"Oh, nothing much, just washing the goat."
Because, well, that's what we were doing.
Nettie's skin / coat was in desperate need of a good washing and since it was such a warm afternoon, I figured that she would also appreciate a little bit of cooling off so I let Rhiannon have at it. She was quite patient, although it probably helped that I kept shoving fresh dock leaves in her maw.
Normally Nettie's coat is short and sleek by now, having lost all of her longer winter coat, but it wasn't very healthy looking. I've been brushing her and top-dressing her feed with BOSS (Black Oil Sunflower Seeds) hoping it would give her aging skin and coat a little boost, but it's not helping like it used to. She's had the driest skin this year and although I didn't want to wash away any natural oils from her skin, she really, really needed some sudsing up. I've only washed Nettie and maybe two other goats in my entire goat-keeping foray, and usually right after having them in with the stinky-arse buck goats.
So Nettie got a little bit of unwanted pampering with the garden hose, baby shampoo, brushes and fluffy towels. I took her out on the leash to graze a bit on the outskirts of the woods while she dried off and put her back in with the other goats. Who avoided her like the plague. Not sure if they just thought she smelled funny or if they were afraid that they would be next.
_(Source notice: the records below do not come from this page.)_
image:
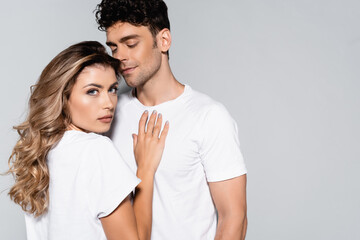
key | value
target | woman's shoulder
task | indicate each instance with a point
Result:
(77, 138)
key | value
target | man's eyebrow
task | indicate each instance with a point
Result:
(122, 40)
(93, 85)
(114, 84)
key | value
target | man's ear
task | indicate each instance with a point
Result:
(164, 40)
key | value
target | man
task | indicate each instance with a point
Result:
(202, 169)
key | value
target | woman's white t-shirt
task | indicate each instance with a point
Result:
(88, 180)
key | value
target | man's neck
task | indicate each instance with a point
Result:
(162, 87)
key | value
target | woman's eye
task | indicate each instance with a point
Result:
(113, 50)
(113, 90)
(92, 92)
(132, 45)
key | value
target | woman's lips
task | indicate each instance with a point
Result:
(106, 119)
(127, 70)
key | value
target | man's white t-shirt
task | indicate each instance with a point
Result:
(88, 180)
(202, 146)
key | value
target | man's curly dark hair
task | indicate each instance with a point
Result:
(150, 13)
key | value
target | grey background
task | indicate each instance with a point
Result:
(288, 71)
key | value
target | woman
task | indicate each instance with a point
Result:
(70, 181)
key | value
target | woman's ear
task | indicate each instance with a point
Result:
(164, 40)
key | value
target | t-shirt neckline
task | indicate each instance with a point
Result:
(163, 105)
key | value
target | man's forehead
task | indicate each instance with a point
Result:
(122, 29)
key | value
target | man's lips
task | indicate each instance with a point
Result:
(106, 119)
(127, 70)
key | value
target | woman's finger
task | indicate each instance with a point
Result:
(164, 132)
(157, 127)
(151, 123)
(134, 140)
(142, 122)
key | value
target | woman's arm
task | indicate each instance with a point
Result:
(121, 223)
(134, 222)
(148, 148)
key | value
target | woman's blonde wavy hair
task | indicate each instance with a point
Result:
(47, 121)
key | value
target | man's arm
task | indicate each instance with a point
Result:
(230, 201)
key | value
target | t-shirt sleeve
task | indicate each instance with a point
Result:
(220, 149)
(112, 179)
I've also been tossing around the idea of shaving down the Boer goats. Although their coats are nowhere as thick as they were this winter, they are still much, much thicker than my dairy gals. The weather is already hot enough that the entire herd is panting during the day so I may just give it a shot. My only real worry is that I'll get half-way into the shearing and end up not being able to finish it because of unruly goats wanting absolutely nothing to do with noisy, electric hair clippers and end up looking like one of those angry, shaved cats.